Posted: Jul 11, 2021 11:19 GMT
A scientific analysis revealed that all raw food samples contained multi-resistant enterococci.
Antibiotic resistant bacteria, known as superbugs and considered by the World Health Organization as one of the greatest dangers to international public health.
A group of researchers from the University of Porto (Portugal) analyzed 55 samples of canine food from 25 brands —Available nationally and internationally—, including 14 samples of frozen raw food, and it turned out that 30 samples (54%) contained the bacteria Enterococci, which can live in human intestines without causing harm, but pose danger to other parts of the body.
More than 40% of these bacteria were resistant to a wide range of antibiotics, such as erythromycin, tetracycline, gentamicin or ciprofloxacin. 23% of the enterococci were resistant to the linezolidA last resort antibiotic used in severe cases when all others have failed.
Multiresistant enterococci were discovered in all samples of raw food and only in three of non-raw food.
A genetic analysis revealed that some of these multi-resistant bacteria are identical to those discovered in patients hospitable in the UK, Germany and the Netherlands. Identical bacteria have also been found in farm animals and sewage water in the United Kingdom.

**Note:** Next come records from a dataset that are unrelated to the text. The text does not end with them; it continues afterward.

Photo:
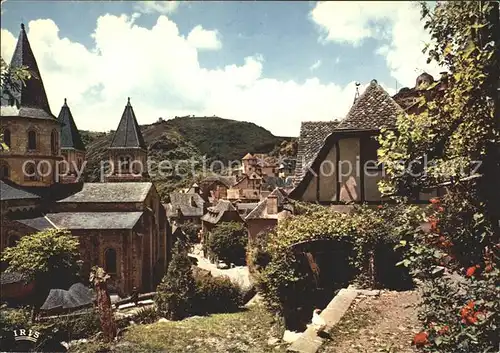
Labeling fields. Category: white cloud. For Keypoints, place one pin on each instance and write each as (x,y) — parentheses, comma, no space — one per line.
(315,66)
(159,69)
(395,23)
(161,7)
(204,39)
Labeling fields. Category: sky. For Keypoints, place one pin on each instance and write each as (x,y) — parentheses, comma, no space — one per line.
(273,63)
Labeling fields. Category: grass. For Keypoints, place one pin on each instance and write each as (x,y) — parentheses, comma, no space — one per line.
(244,331)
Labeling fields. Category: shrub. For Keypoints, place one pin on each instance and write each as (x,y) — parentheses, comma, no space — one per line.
(146,315)
(228,242)
(191,231)
(288,281)
(216,295)
(175,293)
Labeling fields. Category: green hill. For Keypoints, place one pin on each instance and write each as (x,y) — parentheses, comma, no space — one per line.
(186,138)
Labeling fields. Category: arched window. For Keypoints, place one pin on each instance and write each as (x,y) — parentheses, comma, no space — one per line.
(110,261)
(30,171)
(12,241)
(6,137)
(4,171)
(54,142)
(31,140)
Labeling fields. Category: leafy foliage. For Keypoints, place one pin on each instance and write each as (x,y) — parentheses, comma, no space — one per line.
(175,293)
(98,278)
(51,254)
(216,295)
(287,282)
(457,129)
(228,241)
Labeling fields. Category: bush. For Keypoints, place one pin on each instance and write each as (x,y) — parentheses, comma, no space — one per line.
(216,295)
(146,315)
(286,279)
(175,293)
(228,242)
(191,231)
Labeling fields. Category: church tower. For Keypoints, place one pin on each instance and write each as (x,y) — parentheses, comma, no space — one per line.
(128,153)
(29,129)
(72,147)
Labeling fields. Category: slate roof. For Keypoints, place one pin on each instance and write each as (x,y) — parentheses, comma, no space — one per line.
(312,136)
(373,110)
(11,192)
(260,212)
(216,212)
(183,201)
(128,134)
(226,180)
(28,100)
(85,220)
(111,192)
(70,136)
(77,296)
(11,277)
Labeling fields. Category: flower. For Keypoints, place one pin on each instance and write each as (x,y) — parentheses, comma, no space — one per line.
(420,339)
(444,330)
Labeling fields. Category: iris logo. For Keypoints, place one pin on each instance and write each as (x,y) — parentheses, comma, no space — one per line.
(26,335)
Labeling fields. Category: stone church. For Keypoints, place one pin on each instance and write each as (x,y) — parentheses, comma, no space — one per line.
(121,223)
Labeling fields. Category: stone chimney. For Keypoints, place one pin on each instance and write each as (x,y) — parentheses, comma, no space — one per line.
(272,205)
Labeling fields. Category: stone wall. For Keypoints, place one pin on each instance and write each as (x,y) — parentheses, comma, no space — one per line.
(18,152)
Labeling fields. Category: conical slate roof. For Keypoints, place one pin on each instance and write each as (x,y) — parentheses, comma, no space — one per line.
(70,136)
(29,100)
(373,110)
(128,134)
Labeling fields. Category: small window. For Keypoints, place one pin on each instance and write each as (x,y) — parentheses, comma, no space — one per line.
(125,164)
(30,171)
(6,137)
(4,171)
(54,142)
(110,261)
(370,157)
(31,140)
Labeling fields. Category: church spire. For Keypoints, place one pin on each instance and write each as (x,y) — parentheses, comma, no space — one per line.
(128,134)
(32,94)
(70,136)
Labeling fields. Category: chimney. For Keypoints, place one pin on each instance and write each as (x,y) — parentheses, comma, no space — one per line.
(272,205)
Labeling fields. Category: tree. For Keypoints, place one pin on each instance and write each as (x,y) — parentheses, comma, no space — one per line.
(98,278)
(175,293)
(228,242)
(49,258)
(456,130)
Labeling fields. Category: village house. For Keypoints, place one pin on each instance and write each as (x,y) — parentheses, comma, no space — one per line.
(264,217)
(121,224)
(185,207)
(337,162)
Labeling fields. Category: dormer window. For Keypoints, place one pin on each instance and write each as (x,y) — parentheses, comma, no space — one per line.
(6,137)
(32,140)
(54,142)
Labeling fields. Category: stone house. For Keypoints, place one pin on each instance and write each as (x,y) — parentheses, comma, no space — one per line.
(223,211)
(185,207)
(342,168)
(121,225)
(264,217)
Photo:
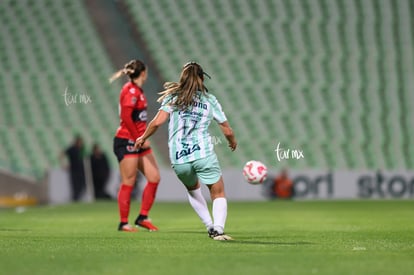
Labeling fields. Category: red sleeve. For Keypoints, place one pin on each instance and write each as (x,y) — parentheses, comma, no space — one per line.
(126,116)
(129,99)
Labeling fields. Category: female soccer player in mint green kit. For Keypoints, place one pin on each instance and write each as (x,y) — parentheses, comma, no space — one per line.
(190,108)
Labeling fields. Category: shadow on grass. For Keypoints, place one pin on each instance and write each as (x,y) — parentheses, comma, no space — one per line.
(237,240)
(13,230)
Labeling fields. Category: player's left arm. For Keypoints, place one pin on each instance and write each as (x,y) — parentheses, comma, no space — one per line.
(160,118)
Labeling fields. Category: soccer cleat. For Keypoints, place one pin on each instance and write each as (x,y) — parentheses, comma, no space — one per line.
(211,232)
(218,236)
(126,228)
(222,237)
(146,223)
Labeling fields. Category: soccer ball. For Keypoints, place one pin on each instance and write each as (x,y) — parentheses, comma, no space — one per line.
(254,172)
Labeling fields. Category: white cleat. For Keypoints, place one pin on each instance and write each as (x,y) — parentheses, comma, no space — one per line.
(222,237)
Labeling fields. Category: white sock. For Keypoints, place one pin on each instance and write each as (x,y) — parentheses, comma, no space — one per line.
(199,204)
(219,214)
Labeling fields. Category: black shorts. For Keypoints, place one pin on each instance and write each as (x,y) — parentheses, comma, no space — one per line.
(124,148)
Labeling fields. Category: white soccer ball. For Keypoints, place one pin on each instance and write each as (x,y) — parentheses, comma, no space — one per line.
(255,172)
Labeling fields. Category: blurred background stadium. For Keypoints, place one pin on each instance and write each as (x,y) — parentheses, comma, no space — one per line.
(333,78)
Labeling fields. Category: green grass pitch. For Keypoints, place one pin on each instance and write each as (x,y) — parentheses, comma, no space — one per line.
(275,237)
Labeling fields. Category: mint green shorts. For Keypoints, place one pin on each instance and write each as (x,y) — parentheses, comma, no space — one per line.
(207,170)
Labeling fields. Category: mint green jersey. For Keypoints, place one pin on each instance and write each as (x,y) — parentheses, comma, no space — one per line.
(188,137)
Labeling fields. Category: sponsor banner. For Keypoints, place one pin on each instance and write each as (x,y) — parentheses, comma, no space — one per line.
(308,185)
(353,184)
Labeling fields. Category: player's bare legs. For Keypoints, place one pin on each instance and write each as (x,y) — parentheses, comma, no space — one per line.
(149,167)
(199,204)
(219,210)
(128,170)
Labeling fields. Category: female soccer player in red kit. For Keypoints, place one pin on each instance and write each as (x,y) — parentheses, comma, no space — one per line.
(133,121)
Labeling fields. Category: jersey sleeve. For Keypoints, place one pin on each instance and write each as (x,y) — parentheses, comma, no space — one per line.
(130,98)
(218,113)
(165,105)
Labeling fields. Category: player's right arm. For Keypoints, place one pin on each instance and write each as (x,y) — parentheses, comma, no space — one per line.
(221,119)
(229,134)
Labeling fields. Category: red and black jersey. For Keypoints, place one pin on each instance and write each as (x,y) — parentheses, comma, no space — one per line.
(132,112)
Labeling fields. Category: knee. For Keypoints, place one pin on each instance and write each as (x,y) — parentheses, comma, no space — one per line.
(155,178)
(129,179)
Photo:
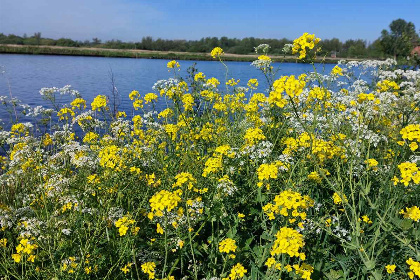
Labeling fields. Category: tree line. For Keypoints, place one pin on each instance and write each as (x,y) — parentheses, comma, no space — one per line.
(397,42)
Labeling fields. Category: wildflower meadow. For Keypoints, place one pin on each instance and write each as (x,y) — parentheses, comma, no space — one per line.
(294,177)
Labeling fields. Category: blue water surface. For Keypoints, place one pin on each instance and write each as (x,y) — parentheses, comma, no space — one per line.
(27,74)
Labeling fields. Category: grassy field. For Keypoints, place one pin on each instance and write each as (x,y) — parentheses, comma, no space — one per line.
(55,50)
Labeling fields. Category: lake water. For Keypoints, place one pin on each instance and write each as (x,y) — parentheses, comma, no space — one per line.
(27,74)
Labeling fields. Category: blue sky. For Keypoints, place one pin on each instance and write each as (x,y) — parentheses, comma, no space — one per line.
(130,20)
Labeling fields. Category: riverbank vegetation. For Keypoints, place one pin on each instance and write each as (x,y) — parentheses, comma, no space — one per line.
(397,43)
(301,177)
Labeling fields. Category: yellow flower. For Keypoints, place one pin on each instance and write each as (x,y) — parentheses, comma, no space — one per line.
(124,269)
(3,242)
(16,257)
(98,102)
(238,271)
(199,76)
(414,267)
(150,97)
(339,198)
(173,64)
(134,95)
(253,83)
(79,103)
(227,245)
(253,136)
(232,82)
(412,213)
(149,268)
(123,224)
(390,268)
(216,52)
(159,229)
(303,43)
(337,71)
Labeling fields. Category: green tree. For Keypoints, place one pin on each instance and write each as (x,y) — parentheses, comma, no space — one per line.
(398,42)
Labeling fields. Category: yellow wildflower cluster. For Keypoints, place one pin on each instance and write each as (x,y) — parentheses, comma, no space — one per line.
(98,102)
(237,272)
(390,268)
(65,113)
(125,269)
(288,241)
(366,219)
(303,43)
(227,245)
(216,52)
(414,268)
(409,172)
(372,164)
(412,213)
(289,84)
(163,201)
(149,268)
(123,224)
(289,204)
(25,248)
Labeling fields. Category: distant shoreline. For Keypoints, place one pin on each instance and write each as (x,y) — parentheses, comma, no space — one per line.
(100,52)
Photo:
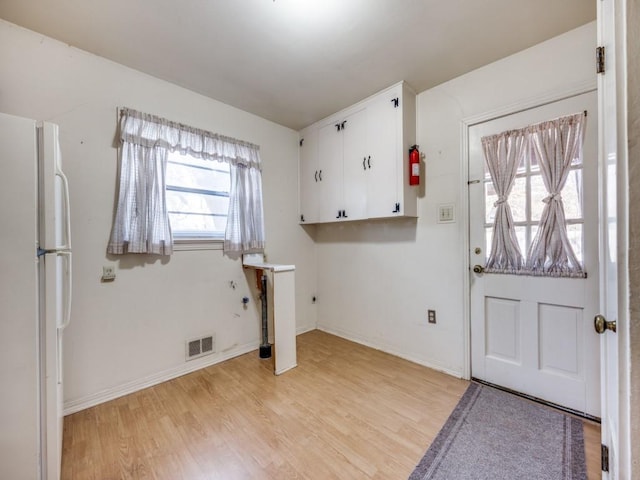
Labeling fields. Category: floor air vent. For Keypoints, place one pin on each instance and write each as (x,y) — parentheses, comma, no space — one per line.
(199,347)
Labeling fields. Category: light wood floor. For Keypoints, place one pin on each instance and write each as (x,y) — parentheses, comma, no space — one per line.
(346,412)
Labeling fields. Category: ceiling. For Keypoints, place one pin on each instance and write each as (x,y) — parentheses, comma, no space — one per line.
(297,61)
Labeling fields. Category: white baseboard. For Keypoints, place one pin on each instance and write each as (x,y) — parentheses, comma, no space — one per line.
(388,349)
(73,406)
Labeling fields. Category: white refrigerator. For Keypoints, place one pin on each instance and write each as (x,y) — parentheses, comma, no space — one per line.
(35,298)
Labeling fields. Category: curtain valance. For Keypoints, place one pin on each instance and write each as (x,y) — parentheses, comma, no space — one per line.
(150,131)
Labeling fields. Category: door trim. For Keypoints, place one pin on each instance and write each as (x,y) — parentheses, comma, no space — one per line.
(465,125)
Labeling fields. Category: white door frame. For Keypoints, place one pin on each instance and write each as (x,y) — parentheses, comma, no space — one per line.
(466,124)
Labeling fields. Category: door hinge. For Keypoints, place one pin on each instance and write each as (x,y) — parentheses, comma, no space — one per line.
(600,60)
(604,457)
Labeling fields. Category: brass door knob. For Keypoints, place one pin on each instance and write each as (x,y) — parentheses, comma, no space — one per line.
(601,325)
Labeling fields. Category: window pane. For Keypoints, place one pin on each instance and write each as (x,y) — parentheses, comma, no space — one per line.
(538,193)
(207,178)
(574,232)
(572,195)
(535,167)
(187,202)
(197,196)
(521,235)
(490,197)
(518,200)
(197,225)
(488,234)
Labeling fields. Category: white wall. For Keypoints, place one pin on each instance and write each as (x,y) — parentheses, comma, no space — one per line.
(376,280)
(132,331)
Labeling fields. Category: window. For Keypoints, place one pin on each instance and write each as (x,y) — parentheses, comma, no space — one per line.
(528,172)
(526,202)
(197,195)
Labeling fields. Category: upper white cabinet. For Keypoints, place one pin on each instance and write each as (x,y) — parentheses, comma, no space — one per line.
(309,181)
(354,164)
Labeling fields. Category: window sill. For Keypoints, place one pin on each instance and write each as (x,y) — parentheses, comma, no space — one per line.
(195,244)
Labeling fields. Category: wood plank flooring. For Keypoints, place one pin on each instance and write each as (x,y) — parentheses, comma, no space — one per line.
(346,412)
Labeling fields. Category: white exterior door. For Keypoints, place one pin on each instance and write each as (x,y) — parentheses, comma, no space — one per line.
(531,334)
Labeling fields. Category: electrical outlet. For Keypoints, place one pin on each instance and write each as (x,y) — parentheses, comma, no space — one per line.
(108,273)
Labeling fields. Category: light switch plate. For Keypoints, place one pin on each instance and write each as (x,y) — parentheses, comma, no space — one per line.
(446,213)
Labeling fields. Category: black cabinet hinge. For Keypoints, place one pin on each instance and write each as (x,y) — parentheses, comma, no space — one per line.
(600,59)
(604,457)
(340,126)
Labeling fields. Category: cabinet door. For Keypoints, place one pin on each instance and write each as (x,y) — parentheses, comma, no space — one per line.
(330,174)
(385,148)
(355,166)
(308,182)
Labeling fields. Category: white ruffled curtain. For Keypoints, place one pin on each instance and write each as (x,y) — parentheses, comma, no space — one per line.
(141,223)
(503,154)
(555,145)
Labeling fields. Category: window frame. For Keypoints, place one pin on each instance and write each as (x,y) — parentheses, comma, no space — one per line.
(529,224)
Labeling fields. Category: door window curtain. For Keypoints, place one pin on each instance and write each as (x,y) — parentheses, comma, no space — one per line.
(555,145)
(503,154)
(141,222)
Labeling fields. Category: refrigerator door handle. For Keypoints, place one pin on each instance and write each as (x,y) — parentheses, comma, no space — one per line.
(66,211)
(67,289)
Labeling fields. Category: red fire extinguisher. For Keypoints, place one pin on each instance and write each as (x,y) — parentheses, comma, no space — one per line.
(414,165)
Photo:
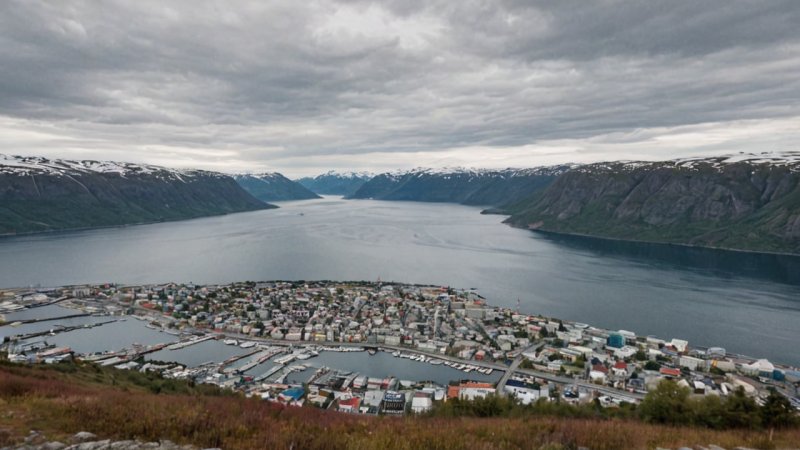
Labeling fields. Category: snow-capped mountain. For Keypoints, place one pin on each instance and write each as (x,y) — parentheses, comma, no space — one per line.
(41,194)
(273,187)
(460,185)
(335,182)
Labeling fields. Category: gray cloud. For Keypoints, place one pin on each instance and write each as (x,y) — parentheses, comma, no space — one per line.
(303,87)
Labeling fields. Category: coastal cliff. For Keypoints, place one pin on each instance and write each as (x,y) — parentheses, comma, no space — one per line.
(745,203)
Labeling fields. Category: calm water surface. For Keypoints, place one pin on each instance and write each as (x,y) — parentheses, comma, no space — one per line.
(745,302)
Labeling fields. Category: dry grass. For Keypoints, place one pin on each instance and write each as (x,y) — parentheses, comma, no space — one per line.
(60,405)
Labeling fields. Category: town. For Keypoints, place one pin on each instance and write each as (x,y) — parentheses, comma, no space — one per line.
(289,323)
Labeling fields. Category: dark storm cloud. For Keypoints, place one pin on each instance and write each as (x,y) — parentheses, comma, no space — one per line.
(305,86)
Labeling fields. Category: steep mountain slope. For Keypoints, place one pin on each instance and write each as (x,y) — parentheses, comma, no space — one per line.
(746,202)
(38,194)
(273,187)
(474,187)
(336,183)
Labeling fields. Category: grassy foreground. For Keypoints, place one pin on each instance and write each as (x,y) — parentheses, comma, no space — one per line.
(60,401)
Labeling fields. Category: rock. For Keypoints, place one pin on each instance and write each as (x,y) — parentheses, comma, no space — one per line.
(84,436)
(124,445)
(94,445)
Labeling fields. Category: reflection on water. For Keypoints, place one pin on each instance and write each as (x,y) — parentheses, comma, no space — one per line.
(718,263)
(748,303)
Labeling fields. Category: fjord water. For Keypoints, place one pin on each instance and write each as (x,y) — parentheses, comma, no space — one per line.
(747,303)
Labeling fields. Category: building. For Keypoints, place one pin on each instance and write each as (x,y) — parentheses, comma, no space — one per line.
(421,403)
(615,340)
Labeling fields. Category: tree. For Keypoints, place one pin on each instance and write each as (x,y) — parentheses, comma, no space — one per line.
(777,411)
(741,411)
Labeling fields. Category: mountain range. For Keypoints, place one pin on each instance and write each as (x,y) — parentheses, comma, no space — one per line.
(39,194)
(743,202)
(466,186)
(273,187)
(336,183)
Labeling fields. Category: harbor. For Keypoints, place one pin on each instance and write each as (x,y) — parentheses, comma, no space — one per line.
(420,341)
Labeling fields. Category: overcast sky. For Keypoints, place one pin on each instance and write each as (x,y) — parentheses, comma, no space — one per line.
(306,86)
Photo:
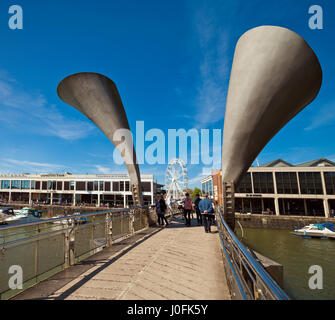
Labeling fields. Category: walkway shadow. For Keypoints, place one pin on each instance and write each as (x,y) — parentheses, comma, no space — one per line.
(48,287)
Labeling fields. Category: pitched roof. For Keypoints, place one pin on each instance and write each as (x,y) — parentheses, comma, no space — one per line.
(322,162)
(277,163)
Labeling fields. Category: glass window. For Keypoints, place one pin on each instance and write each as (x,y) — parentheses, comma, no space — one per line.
(310,182)
(25,184)
(59,185)
(146,186)
(107,186)
(245,184)
(16,184)
(330,182)
(287,182)
(116,186)
(80,185)
(263,182)
(5,184)
(127,186)
(90,186)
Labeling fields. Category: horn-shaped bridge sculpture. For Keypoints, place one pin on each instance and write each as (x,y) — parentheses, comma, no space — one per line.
(97,97)
(275,75)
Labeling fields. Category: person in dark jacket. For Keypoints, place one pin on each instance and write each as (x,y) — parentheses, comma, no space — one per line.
(206,209)
(158,210)
(163,208)
(196,208)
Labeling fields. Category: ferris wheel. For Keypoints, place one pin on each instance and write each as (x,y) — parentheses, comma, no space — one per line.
(176,180)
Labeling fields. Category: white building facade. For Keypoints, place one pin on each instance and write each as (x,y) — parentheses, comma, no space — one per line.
(278,187)
(111,190)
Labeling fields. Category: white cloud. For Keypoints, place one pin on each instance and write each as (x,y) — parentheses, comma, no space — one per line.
(19,166)
(103,170)
(325,116)
(214,66)
(16,106)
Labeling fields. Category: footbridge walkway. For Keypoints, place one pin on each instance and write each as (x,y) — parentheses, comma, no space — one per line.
(116,255)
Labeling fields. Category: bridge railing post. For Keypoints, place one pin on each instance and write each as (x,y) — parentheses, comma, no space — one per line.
(109,229)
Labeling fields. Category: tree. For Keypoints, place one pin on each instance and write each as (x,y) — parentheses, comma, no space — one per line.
(195,192)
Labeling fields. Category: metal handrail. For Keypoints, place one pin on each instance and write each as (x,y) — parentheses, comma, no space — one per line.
(68,238)
(71,217)
(253,263)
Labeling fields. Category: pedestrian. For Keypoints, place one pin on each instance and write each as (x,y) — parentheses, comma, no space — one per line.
(206,209)
(158,210)
(196,208)
(188,209)
(163,208)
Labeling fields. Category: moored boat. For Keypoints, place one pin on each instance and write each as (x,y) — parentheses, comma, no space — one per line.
(316,230)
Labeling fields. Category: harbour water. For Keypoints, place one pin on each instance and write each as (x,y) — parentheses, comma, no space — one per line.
(297,255)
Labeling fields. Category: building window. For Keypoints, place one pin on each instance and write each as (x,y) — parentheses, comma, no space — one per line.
(90,186)
(287,182)
(310,182)
(5,184)
(16,184)
(25,184)
(107,186)
(116,186)
(146,186)
(263,182)
(51,185)
(245,184)
(66,185)
(59,185)
(330,182)
(80,185)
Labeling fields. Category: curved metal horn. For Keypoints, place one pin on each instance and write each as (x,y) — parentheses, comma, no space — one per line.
(97,97)
(275,74)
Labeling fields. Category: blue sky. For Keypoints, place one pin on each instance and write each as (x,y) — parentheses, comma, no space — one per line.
(171,62)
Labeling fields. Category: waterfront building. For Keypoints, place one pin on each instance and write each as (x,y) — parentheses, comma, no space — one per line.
(69,189)
(281,188)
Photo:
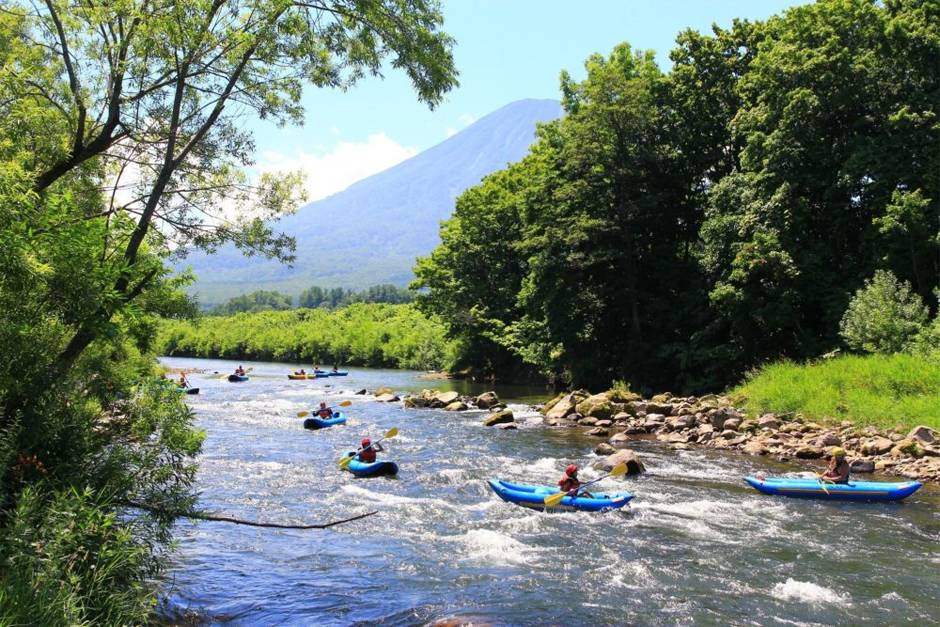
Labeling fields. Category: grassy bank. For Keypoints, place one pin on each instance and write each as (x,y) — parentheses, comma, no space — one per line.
(880,390)
(376,335)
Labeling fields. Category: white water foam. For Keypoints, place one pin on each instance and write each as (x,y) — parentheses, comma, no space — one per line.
(493,547)
(808,592)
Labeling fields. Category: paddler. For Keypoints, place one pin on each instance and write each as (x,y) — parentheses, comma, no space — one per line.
(838,469)
(570,483)
(324,411)
(368,451)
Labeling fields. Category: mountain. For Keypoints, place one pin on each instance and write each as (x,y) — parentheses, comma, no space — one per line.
(372,231)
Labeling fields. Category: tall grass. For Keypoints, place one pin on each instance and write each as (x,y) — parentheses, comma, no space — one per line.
(881,390)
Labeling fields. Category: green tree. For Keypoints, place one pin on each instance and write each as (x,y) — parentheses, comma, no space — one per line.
(884,317)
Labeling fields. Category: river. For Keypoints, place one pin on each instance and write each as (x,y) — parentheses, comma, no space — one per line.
(695,546)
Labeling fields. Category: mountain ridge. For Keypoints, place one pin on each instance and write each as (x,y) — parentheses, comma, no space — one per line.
(382,222)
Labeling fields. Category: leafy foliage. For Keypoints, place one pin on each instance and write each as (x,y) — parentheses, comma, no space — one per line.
(884,317)
(362,334)
(675,229)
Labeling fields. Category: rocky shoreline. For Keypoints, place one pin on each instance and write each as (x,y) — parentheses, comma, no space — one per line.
(709,421)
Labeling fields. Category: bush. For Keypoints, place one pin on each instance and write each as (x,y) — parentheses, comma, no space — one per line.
(884,316)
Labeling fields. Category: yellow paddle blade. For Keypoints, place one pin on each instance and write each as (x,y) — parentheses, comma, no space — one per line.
(616,471)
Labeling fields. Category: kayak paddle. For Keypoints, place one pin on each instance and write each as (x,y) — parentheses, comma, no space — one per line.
(301,414)
(554,499)
(391,433)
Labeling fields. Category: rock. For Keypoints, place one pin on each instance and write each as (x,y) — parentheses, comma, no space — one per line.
(809,452)
(486,400)
(563,406)
(597,406)
(680,422)
(719,416)
(924,434)
(619,440)
(862,465)
(768,421)
(877,446)
(908,446)
(626,456)
(755,447)
(828,439)
(499,418)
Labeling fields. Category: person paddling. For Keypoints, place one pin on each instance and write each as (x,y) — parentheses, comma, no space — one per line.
(570,483)
(838,470)
(367,452)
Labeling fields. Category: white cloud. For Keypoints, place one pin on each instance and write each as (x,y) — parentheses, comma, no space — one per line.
(329,172)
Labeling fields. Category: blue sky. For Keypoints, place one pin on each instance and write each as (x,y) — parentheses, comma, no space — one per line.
(506,50)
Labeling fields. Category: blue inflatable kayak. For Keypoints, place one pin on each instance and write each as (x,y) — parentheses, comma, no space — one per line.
(339,418)
(375,469)
(852,491)
(534,497)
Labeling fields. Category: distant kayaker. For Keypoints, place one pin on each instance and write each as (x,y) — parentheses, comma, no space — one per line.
(838,470)
(368,451)
(570,482)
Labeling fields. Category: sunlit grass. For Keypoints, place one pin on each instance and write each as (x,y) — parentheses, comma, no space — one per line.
(880,390)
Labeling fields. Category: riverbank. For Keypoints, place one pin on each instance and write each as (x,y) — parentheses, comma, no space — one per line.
(715,422)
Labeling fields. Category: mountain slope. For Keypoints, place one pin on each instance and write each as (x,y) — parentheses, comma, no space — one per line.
(372,231)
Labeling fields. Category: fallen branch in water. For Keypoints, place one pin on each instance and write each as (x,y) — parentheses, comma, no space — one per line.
(238,521)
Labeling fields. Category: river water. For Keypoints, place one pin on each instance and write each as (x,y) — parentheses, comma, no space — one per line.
(696,546)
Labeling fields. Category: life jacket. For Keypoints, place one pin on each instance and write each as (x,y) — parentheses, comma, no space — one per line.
(567,484)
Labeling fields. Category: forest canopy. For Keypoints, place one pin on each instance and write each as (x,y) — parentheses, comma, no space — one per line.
(677,228)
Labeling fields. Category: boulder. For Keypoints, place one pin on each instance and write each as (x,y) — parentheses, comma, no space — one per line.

In their study, cited in EurekAlert and to be presented at this year’s European Congress of Clinical Microbiology and Infectious Diseases, the researchers warn about the “threat to international public health” which involves the transmission of superbugs found in dog food to humans through the handling of food or dog excrement.
The researchers call on European regulators to raise awareness of the problem and recommend that dog owners always wash their hands with soap after handling dog food or picking up their droppings.
Drug-resistant infections are the cause of some 700,000 deaths annually in the world and the UN warns that the figure could reach 10 million by 2050.